Desde o último 3 de janeiro que o SBT News tenta contato por mensagens com o atual representante da Glock no Brasil, Franco Giaffone. Naquele mesmo dia foram enviadas, por um e-mail indicando as questões feitas aos demais empresários do setor. Em 12 de janeiro houve um novo contato e, segundo Giaffone -- que também é piloto de corrida de carros --, as perguntas teriam sido enviadas para a Áustria. Na última 3ª feira, de maneira definitiva, a Glock estabeleceu que não se pronunciaria. A empresa tem defendido em fóruns competentes que atende na integralidade as legislações do Brasil, do Uruguai e da Áustria.
Mercadores
Um dos comerciantes mais experientes no comércio de armas no Brasil é Luiz Antônio Horta, que foi presidente da Glock e representante da CBC e da Taurus, e hoje chefia o escritório brasileiro da Springfield Armory, uma empresa norte-americana criada em 1794. Com um número de armas pequeno vendido no Brasil, Horta acredita na expansão do mercado. Ex-atirador esportivo, ele foi o responsável pelo início da quebra de monopólio nos anos 2000, quando trabalhava na Glock. A estratégia do lobby era emular grupos de estudos e trabalhos dentro das próprias polícias. "Isso tudo é foi um trabalho antigo, de 2004, dentro da Polícia Militar de São Paulo, levando eles (policiais) para o exterior, para conhecer fábricas, não só a fábrica da Glock, mas outras fábricas, para ter mais acesso e informação atualizada". O comerciante também critica representantes que não são vinculados a uma só empresa. "No mercado, esse cara é um multi-pirata, trabalha para diversas marcas. Porque para ele só vale vender o produto e ganhar a comissão dele."

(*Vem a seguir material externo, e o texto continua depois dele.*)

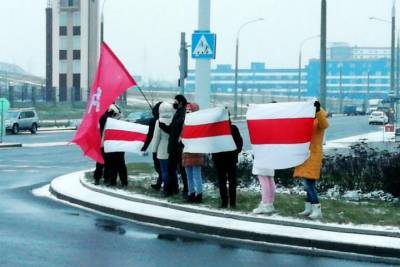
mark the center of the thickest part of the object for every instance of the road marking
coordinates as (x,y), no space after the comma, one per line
(49,144)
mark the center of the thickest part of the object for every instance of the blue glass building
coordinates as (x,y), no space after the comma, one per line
(359,79)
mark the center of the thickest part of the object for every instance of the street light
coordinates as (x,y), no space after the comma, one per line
(237,61)
(102,22)
(300,58)
(392,57)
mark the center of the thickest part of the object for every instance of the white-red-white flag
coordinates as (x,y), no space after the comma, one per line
(122,136)
(280,133)
(111,81)
(207,131)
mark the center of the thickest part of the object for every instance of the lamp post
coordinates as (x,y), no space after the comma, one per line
(393,88)
(102,21)
(322,96)
(341,89)
(300,59)
(237,62)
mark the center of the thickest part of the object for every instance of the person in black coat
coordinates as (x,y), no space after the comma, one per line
(117,159)
(149,137)
(104,170)
(225,163)
(175,147)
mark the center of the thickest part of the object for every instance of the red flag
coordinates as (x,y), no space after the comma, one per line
(111,81)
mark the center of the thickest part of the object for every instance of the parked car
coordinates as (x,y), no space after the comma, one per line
(139,117)
(22,120)
(378,117)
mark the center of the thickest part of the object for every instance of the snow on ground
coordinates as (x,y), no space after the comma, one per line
(70,185)
(274,216)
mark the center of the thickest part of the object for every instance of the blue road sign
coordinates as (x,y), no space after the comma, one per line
(203,45)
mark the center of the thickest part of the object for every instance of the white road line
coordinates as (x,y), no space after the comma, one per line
(49,144)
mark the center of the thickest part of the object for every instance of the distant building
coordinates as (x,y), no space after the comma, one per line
(72,46)
(343,51)
(257,78)
(359,78)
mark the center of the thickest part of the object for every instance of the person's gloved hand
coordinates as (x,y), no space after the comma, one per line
(317,106)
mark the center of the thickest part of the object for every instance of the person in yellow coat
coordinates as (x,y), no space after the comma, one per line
(310,170)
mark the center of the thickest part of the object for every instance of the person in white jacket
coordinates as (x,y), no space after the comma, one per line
(268,188)
(160,141)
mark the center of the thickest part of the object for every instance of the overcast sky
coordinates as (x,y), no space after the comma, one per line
(145,33)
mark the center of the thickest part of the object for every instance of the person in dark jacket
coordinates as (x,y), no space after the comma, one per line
(117,159)
(225,163)
(175,147)
(103,170)
(149,138)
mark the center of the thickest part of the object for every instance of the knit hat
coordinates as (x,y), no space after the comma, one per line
(181,99)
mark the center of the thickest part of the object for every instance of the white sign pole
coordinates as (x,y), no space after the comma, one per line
(203,66)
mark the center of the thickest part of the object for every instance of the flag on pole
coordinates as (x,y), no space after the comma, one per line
(111,81)
(122,136)
(280,133)
(207,131)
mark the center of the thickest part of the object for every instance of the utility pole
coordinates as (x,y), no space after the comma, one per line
(299,93)
(183,66)
(237,62)
(341,90)
(203,66)
(392,48)
(322,96)
(367,103)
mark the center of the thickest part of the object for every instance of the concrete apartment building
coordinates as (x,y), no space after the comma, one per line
(72,47)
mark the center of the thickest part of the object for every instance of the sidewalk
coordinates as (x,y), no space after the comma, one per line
(307,236)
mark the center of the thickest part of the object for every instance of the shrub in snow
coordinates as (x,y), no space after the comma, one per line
(363,168)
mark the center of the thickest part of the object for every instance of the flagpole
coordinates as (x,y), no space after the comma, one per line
(140,90)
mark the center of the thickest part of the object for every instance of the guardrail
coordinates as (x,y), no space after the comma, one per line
(60,123)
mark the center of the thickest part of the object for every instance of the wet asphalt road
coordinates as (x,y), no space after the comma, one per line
(38,231)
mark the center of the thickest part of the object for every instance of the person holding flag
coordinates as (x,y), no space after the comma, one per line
(111,81)
(225,163)
(310,170)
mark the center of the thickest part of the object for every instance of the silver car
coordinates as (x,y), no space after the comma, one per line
(22,120)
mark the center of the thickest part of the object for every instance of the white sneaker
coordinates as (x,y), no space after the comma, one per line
(264,208)
(307,209)
(316,213)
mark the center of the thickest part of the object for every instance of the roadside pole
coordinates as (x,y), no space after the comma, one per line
(183,66)
(203,50)
(4,105)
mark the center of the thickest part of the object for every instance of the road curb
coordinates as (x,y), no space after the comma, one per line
(56,129)
(242,217)
(8,145)
(391,255)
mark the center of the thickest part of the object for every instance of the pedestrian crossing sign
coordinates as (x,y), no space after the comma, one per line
(203,45)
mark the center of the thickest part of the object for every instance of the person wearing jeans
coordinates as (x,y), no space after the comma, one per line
(310,170)
(160,143)
(309,187)
(164,173)
(195,183)
(268,188)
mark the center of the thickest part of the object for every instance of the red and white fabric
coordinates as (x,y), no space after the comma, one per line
(207,131)
(280,133)
(122,136)
(111,80)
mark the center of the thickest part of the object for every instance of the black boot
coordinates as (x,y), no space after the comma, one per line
(191,198)
(198,198)
(156,187)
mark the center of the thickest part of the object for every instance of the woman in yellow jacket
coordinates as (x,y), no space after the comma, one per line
(310,170)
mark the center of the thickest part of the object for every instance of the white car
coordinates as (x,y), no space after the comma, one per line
(22,120)
(378,117)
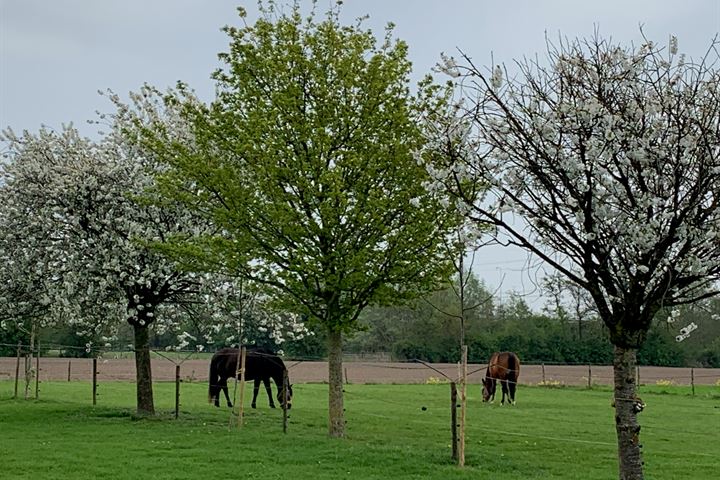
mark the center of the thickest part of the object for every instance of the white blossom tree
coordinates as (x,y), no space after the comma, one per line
(85,237)
(610,158)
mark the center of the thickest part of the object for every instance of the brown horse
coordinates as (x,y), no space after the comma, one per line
(260,365)
(503,366)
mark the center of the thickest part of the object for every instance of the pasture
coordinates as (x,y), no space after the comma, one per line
(551,433)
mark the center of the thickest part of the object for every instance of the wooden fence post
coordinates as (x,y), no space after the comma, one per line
(17,369)
(241,410)
(94,381)
(692,379)
(177,391)
(37,370)
(453,418)
(463,408)
(286,388)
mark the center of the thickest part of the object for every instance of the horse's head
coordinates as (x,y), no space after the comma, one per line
(487,389)
(281,397)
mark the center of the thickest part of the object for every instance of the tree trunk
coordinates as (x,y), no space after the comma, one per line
(626,424)
(143,373)
(335,381)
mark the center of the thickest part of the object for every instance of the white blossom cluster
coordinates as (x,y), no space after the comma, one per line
(611,157)
(75,232)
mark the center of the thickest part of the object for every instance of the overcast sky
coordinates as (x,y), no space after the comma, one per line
(56,54)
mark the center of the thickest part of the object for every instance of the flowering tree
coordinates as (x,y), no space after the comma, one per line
(304,162)
(85,237)
(610,157)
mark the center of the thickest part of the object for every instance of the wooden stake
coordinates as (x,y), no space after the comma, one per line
(177,391)
(286,388)
(453,418)
(692,379)
(17,369)
(241,410)
(37,371)
(463,408)
(94,381)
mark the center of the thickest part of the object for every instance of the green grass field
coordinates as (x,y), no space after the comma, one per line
(551,433)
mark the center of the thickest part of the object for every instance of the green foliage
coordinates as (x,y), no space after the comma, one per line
(388,435)
(421,331)
(304,162)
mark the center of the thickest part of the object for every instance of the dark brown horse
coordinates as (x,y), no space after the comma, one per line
(503,366)
(260,365)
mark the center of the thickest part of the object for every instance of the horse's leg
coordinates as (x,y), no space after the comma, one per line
(256,388)
(266,381)
(504,384)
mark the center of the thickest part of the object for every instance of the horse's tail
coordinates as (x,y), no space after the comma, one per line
(491,371)
(213,380)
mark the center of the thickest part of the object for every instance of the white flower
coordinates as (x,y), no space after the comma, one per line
(496,79)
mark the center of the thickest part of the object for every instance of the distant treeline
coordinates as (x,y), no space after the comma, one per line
(429,330)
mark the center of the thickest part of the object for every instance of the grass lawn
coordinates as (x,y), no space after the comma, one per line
(551,433)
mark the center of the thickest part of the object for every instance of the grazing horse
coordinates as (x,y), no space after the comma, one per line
(260,365)
(503,366)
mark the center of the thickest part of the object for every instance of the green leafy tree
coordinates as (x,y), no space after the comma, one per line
(305,164)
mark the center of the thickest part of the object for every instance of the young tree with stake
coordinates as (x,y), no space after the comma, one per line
(304,162)
(609,156)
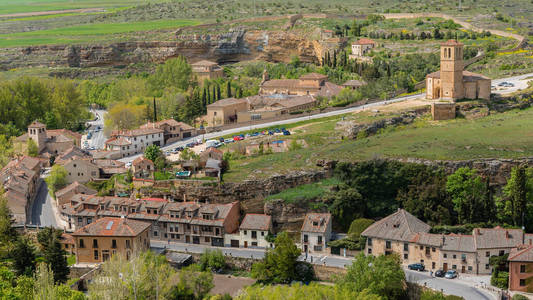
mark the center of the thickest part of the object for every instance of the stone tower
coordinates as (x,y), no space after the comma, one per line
(37,132)
(451,70)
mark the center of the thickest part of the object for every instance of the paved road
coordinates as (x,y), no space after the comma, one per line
(42,212)
(448,286)
(518,81)
(332,261)
(98,138)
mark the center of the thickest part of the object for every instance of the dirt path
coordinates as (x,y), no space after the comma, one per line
(53,12)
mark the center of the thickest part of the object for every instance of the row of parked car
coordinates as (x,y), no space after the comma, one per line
(450,274)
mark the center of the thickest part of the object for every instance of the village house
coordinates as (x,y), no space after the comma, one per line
(452,82)
(361,48)
(49,142)
(261,107)
(224,111)
(131,142)
(205,69)
(64,195)
(316,232)
(313,84)
(142,167)
(20,181)
(404,234)
(172,130)
(521,269)
(98,241)
(253,231)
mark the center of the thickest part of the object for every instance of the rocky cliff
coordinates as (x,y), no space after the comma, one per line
(232,46)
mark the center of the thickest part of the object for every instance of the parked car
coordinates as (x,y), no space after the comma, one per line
(451,274)
(416,267)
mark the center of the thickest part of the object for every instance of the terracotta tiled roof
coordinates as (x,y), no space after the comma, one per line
(75,186)
(36,124)
(522,253)
(452,43)
(313,76)
(458,243)
(109,226)
(365,41)
(256,221)
(400,226)
(487,238)
(226,102)
(141,159)
(316,222)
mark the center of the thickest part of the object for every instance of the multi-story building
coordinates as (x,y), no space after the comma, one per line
(172,130)
(521,269)
(98,241)
(131,142)
(189,222)
(407,236)
(362,47)
(316,232)
(253,231)
(20,180)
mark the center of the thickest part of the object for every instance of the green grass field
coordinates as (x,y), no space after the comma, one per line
(24,6)
(503,135)
(87,33)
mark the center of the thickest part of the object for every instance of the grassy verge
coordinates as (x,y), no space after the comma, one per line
(305,192)
(88,32)
(503,135)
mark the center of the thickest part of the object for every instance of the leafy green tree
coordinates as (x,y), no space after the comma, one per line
(152,152)
(380,275)
(279,264)
(23,255)
(174,73)
(32,148)
(57,179)
(469,195)
(212,260)
(517,194)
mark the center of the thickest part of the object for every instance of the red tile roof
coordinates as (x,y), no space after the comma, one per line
(113,227)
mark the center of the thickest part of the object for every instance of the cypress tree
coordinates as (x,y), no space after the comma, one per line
(228,90)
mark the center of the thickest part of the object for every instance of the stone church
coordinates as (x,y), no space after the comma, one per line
(452,82)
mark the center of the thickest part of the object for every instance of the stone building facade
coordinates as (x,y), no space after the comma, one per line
(452,82)
(403,234)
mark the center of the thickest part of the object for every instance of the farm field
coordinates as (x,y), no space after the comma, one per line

Os representantes das empresas -- com exceção de Piero, da Baretta -- defendem a reeleição de Bolsonaro como forma de crescimento do mercado. "Sem dúvida uma derrota do atual presidente vai frear os investimentos das companhias, incluindo a brasileira Taurus. Isso sem falar na própria demanda dos caçadores, atiradores e colecionadores, incluindo os empresários dos clubes de tiros. Todo esse mercado vai perder." Ubirajara Rosses, da Kale Kalip, que fez campanha para Bolsonaro e se candidatou ao cargo de vereador de Manaus em 2020, diz que haverá uma queda no mercado. "Existem grupos que querem o retrocesso, a volta do monopólio. Com a liberação das armas, abre-se possibilidades para vendas de acessórios e equipamentos." O general Mattioli, da Imbel, concorda que o atual momento é favorável para a indústria de armamentos: "Há um ambiente favorável para a consolidação e desenvolvimento do mercado, com reflexos positivos no Brasil". Ruzzenenti, da Beretta, afirma que, para ele, pouco importa quem vai ganhar a eleição de outubro. "Hoje o governo tem facilitado a compra de armas, mas para mim é indiferente porque eu não participo desse mercado privado", diz o italiano, que só disputa concorrências abertas para compra de armas por forças policiais ou militares. "Os maiores programas militares foram iniciados no governo Lula", afirma Ruzzenenti.
O lobby
A proximidade entre o governo e os mercadores de armas é algo invisível. Além da descrição com a qual lobistas costumam agir, informações sobre representantes de empresas são afastadas do público também pelos órgãos públicos. O Comando do Exército, por exemplo, negou por três vezes pedidos do SBT News sobre encontros entre lobistas e militares no Quartel-General, em Brasília. Por Lei de Acesso à Informação, a reportagem questionou reuniões da Diretoria de Fiscalização de Produtos Controlados. A resposta veio meses depois, após a medida ser levada à última instância, e determinada pela Controladoria-Geral da União.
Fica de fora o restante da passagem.